Anyway, in this context I was mostly addressing the idea that these "lessons" from high school don't hold in the "real world". To me, the "real world" includes your landlord, the cop on your street, etc., just as much as it does your job.


Sure, but these are all true of middle-class employees as well:

1) Many middle-class families rent and their landlords aren’t necessarily any more understanding.

2) Not to be too political, but many middle-class employees don’t enjoy a friendly relationship with police either and similarly can easily “fail”.

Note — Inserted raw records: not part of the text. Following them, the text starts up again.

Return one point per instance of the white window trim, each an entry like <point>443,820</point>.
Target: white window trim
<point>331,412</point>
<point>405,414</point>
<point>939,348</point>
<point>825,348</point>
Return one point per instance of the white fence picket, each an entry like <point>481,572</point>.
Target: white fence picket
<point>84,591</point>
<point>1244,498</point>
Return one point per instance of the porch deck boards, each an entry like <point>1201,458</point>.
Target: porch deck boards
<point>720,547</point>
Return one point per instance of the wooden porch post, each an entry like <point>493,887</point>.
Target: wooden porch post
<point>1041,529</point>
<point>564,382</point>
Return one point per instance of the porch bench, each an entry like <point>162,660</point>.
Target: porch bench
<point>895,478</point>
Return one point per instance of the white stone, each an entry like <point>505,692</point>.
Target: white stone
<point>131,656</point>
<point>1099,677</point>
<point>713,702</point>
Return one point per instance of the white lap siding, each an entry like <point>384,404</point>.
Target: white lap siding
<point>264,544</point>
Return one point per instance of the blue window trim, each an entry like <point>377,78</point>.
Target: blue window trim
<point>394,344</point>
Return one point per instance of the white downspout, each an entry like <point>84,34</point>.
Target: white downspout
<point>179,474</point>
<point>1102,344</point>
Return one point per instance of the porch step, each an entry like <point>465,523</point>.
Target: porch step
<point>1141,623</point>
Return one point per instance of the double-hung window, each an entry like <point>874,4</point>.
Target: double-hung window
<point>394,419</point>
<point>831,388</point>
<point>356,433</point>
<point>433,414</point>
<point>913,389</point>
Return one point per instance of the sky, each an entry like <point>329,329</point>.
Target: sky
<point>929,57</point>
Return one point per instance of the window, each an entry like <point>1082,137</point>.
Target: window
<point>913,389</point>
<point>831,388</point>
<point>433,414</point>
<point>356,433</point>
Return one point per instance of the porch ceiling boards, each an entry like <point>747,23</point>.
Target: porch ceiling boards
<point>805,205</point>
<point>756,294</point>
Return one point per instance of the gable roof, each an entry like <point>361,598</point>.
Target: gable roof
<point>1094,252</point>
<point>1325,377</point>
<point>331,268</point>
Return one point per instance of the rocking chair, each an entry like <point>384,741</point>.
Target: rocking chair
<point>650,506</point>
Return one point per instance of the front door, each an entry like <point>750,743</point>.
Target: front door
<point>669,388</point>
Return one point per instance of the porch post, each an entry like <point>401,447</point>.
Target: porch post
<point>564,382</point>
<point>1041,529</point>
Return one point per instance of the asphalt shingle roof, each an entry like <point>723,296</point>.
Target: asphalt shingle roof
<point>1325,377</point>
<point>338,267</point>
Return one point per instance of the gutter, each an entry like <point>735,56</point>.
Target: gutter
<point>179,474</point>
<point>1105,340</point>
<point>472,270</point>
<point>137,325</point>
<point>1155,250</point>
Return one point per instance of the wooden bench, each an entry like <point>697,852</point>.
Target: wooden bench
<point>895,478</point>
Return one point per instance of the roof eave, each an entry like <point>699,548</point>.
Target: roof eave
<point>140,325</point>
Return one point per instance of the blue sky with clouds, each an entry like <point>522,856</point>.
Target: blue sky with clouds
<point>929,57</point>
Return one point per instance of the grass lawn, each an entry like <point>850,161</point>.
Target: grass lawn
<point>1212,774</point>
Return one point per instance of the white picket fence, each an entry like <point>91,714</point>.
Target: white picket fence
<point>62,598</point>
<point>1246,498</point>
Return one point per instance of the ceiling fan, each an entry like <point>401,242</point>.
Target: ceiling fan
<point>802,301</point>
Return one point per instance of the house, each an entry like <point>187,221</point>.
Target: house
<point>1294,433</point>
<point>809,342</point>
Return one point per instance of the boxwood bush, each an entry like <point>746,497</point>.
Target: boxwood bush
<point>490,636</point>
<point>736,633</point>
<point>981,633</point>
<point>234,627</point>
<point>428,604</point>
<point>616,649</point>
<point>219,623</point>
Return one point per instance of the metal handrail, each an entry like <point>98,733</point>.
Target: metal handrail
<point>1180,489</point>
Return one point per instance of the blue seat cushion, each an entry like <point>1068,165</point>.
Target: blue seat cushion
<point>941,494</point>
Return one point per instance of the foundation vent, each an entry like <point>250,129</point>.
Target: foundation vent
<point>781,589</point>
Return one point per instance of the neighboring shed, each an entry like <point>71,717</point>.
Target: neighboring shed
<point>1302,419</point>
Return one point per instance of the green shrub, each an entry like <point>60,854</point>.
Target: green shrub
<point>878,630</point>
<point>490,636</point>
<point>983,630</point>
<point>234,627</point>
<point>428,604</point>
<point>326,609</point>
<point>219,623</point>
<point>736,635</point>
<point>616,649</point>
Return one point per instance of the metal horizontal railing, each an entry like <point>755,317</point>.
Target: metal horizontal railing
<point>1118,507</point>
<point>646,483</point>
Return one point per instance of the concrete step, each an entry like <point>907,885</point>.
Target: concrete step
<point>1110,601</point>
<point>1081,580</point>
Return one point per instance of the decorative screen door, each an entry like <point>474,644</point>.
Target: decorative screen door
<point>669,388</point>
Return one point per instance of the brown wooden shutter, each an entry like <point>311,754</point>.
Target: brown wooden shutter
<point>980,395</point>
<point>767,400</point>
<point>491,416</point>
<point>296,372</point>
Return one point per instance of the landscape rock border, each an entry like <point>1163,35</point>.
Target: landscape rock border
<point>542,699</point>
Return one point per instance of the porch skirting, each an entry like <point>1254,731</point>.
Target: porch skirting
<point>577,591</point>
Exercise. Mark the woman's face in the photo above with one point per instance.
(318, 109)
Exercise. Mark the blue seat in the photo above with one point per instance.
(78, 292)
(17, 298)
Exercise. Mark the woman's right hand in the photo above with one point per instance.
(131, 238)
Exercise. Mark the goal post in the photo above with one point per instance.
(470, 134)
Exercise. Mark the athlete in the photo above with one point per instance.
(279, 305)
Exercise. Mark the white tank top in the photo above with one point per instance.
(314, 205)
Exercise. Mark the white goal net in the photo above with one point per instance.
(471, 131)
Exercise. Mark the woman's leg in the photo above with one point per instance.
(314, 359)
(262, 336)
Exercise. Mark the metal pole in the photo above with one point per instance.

If your argument is that being wealthy affords you a lot of leeway to fail in life, I mostly agree (though again, there are plenty of minority groups who would disagree that wealth always affords that privilege), but “middle class” encompasses a very wide swath of people which this doesn’t apply to. Many middle-class employees in the US are a paycheck or two away from being pretty destitute.

Maybe you meant “professional” or “upper class” instead?


We can quibble about where to draw the markers, but my point is that these "lessons" that people in these comments are decrying as mostly not true about the "real world", are in fact true for some people, likely even some of the people that you went to school with. You and I heard our asshole math teacher say "It's not gonna be this easy in the real world, cats and kittens!" and probably now regard that as the opposite of true. Many others wish life was as easy as high school. Thanks for the engagement but I don't see any point in "arguing" this point -- that we appear to both agree on -- any further.


I don’t think we do agree, but fair enough. I’ll “disagree and commit”.